TempAccount
Nippon Daisuki
It is clear many did not read the articles presented in OP.
1. Harry Truman was a racist who openly stated he hated Japanese people as early the 1920's . I would wager that this mentality played a factor in his decision to nuke. Can you imagine if Trump did something similar against a group he's racist towards?
2. Pearl Harbor is a joke of a "eye-for-an-eye" argument. 2500 military personnel are not innocent lives. The Japanese only targeted military targets, not civilian populations.
3. Two wrongs don't make a right. Japan may have committed heinous crimes of its own, but none compare to the level of dropping an experimental death weapon without understanding the repercussions for the future.
On the topic of of Nanjing, just like the so called Armenian genocide, actions committed are highly circumstantial and not clear cut. Death figures from this era are never accurate and can be twisted as needed for political purposes.
In case you are curious, the Allies during WW2 committed more than their fair share of war crimes (https://en.wikipedia.org/wiki/Allied_war_crimes_during_World_War_II)
Of course you rarely hear about them as the winners write history. There's no one left to hold the US accountable.

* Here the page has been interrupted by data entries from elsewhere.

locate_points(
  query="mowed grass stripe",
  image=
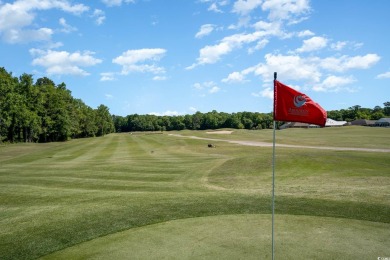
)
(123, 185)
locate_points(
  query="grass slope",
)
(240, 237)
(54, 196)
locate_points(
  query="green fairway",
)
(60, 195)
(240, 237)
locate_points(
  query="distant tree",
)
(386, 109)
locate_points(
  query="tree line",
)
(197, 121)
(45, 112)
(241, 120)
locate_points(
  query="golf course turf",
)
(163, 196)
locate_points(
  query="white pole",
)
(273, 193)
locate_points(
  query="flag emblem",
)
(293, 106)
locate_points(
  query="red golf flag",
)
(293, 106)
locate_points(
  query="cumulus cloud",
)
(66, 28)
(286, 9)
(16, 17)
(63, 62)
(343, 63)
(205, 29)
(209, 86)
(267, 93)
(334, 84)
(313, 44)
(385, 75)
(107, 76)
(116, 2)
(212, 53)
(141, 60)
(99, 16)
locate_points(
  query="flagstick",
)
(273, 185)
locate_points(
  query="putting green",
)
(241, 237)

4. Nukes were completely unnecessary as Japan was, by the end of the war, essentially and island nation cut-off from the rest of the world. The Soviets were rapidly invading Manchuria with plans for invading the Japanese mainland. The US had the naval advantage with a blockade pretty much cutting off Japan's life-line to food/energy imports.
They would be forced to surrender or have their people starve, which is a comparable effect to mass murder of innocents via nuke.
5. The US was playing realpolitik by initiating the cold war with an arms demonstration against Russia rather than genuinely expressing interest in not prolonging the war.